Foto e Texto: Bruno Carbinatto

Inovação é um processo complexo, um desafio até mesmo para grandes empresas. Quando se trata de startups, então, a gestão de um ecossistema inovador e de um modelo de negócios sustentável se torna ainda mais difícil. Um bom parâmetro para entender como prosperar nesse cenário são os chamados “unicórnios” — startups que possuem avaliação de preço de mercado no valor de mais de 1 bilhão de dólares. Foi pensando nessas empresas que o terceiro dia (27/02) da Oiweek SciBiz reuniu jovens empreendedores de startups para falar de inovação, gestão e liderança.

Laura Camargo, da Gympass, contou como um modelo de negócios bastante único contribuiu para o sucesso da empresa. O Gympass é um aplicativo que dá ao usuário acesso a academias no Brasil e no mundo, com grande adesão: são 45 mil academias espalhadas pelo globo. O momento decisivo para o sucesso da startup foi, segundo Laura, a mudança de modelo de negócios: de B2C (Business to Consumer) para B2B (Business to business), ou seja, ao invés de oferecer o serviço diretamente para o consumidor final, o foco da empresa passou a ser outras empresas. Outros dois fatores importantes para a consagração como um unicórnio foram o mercado brasileiro, grande e crescente, e a relevância do problema que se pretende ajudar a resolver, o sedentarismo. “Esse tripé permite uma grande atração de investidores para a Gympass”, explica Laura sobre o modelo B2B, o potencial do mercado brasileiro e questões relacionadas à saúde.

Outro grande unicórnio bastante conhecido que marcou presença foi o Nubank — banco digital que conquistou mais de 5 milhões de usuários nos últimos anos, com burocracia reduzida e simplicidade nas cobranças. Vitor Olivier, manager da empresa, destacou alguns elementos importantes para o crescimento de startups nascentes que almejam o sucesso: “balanço de investimento nas áreas defesa, compliance, risco, e na estrutura organizacional e fluxo de informação”.

A famosa iFood também esteve na Oiweek SciBiz e contou um pouco da trajetória de sucesso. A empresa surgiu não para ser mais um serviço de delivery, mas para “revolucionar o universo da alimentação”, nas palavras de Vitor Magnani, um de seus fundadores. Ele lembrou que a plataforma é uma forma de facilitar a vida das pessoas ao atacar a falha de mercado que é a assimetria de informação, pois conecta usuários e empresas que possivelmente jamais teriam contato sem o aplicativo.
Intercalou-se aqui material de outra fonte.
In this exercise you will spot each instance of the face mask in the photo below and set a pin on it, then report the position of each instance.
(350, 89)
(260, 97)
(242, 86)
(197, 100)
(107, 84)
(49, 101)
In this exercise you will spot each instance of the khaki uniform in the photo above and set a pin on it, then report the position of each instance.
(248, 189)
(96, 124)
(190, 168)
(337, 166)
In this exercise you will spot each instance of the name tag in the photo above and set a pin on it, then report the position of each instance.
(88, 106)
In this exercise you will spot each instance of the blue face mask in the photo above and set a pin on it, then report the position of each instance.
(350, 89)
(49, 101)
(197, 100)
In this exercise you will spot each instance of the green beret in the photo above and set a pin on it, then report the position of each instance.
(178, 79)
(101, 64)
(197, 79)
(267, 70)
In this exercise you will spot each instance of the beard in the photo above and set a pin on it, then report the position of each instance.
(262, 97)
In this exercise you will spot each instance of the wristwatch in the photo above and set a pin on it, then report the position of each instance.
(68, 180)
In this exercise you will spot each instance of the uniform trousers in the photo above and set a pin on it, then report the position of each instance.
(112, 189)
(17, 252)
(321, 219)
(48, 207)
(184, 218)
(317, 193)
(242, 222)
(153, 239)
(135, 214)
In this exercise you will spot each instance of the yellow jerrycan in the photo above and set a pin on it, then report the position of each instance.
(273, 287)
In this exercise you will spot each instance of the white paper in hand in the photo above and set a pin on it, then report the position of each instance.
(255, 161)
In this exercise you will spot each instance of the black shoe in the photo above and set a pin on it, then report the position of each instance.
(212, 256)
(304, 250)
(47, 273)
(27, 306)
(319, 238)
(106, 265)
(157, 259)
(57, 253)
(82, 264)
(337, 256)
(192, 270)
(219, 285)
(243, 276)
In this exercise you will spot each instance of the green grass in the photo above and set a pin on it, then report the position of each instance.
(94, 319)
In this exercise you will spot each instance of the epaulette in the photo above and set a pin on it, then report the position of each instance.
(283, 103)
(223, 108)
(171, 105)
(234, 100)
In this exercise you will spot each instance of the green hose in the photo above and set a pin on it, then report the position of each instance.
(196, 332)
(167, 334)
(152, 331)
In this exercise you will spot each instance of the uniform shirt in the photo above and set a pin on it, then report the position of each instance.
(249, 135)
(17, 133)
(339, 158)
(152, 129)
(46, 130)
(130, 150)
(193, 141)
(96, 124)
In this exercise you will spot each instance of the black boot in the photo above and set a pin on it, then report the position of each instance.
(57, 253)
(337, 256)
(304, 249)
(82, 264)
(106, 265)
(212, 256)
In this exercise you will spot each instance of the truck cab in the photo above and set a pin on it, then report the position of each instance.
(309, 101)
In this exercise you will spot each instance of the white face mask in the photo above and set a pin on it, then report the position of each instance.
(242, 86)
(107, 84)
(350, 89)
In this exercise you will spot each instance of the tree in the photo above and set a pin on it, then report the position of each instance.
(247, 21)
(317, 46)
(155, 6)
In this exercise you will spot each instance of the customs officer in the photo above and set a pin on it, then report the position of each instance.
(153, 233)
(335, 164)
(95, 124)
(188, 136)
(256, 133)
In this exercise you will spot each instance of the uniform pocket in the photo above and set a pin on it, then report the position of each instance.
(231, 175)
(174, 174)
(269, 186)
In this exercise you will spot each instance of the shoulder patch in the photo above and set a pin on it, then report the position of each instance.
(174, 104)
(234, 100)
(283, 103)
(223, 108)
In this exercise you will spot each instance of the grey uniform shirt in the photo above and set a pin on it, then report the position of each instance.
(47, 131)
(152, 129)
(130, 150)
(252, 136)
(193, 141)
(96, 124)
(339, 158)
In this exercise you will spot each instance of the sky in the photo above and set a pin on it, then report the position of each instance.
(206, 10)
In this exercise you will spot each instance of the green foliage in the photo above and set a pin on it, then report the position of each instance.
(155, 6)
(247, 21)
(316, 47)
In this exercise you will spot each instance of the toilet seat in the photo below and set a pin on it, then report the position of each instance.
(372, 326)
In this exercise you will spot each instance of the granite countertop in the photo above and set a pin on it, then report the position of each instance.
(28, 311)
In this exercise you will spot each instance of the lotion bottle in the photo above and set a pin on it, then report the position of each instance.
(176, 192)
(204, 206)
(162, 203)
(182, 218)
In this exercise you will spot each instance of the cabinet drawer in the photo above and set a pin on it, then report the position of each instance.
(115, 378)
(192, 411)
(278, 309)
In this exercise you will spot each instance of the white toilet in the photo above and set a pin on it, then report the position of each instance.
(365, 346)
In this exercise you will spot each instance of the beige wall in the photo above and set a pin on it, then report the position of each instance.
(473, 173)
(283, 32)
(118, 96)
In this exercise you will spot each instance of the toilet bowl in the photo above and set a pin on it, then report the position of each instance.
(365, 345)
Por fim, Vinicius Dias representou o Canal da Peça, startup de vendas que ainda não é um unicórnio, mas caminha para isso. O manager fez um contraponto, apresentando um modelo de negócios distinto: “Optamos por um modelo de governança que aceita pessoas físicas investindo”, explicou, se diferenciando dos demais, que são baseados em fundos de investimentos.

Internacionalização é desafio

Mas e quando a startup quer dar um passo além e abrir negócios também no exterior? Os desafios dobram, mas não é impossível, como mostrou o painel “Internacionalização de Startups”, que contou com Douglas Almeida, da StayFilm, Tiago Ferreira, da ISystems, e Luciano Araujo, da Idea Lunchbox. Os empreendedores compartilharam suas experiências de sucesso em levar os negócios para fora do Brasil.

Todos lembraram que a demanda de internacionalizar é grande, mas que é preciso primeiro avaliar os benefícios. Aspectos fiscais, logísticos, de recursos e de mercado podem ser mais positivos em empresas internacionalizadas, dependendo, é claro, dos diferentes ecossistemas de cada país.

Mas a startup deve crescer e depois se internacionalizar ou primeiro ir para o exterior para crescer? “Depende”, na avaliação de Paula Borges Gomes Akitaya, da Apex - Agência Brasileira de Promoção de Exportações e Investimentos. “Tem empresa que não cresce se for para fora, por isso tem que se internacionalizar logo no início”, explica ela. A Apex oferece treinamentos, cursos e outros tipos de auxílio com o objetivo de promover a internacionalização dos negócios do Brasil no mundo. Paula esclarece, no entanto, que mesmo aquelas que precisam se internacionalizar, antes devem ter “um mínimo de estrutura para enfrentar esse desafio”.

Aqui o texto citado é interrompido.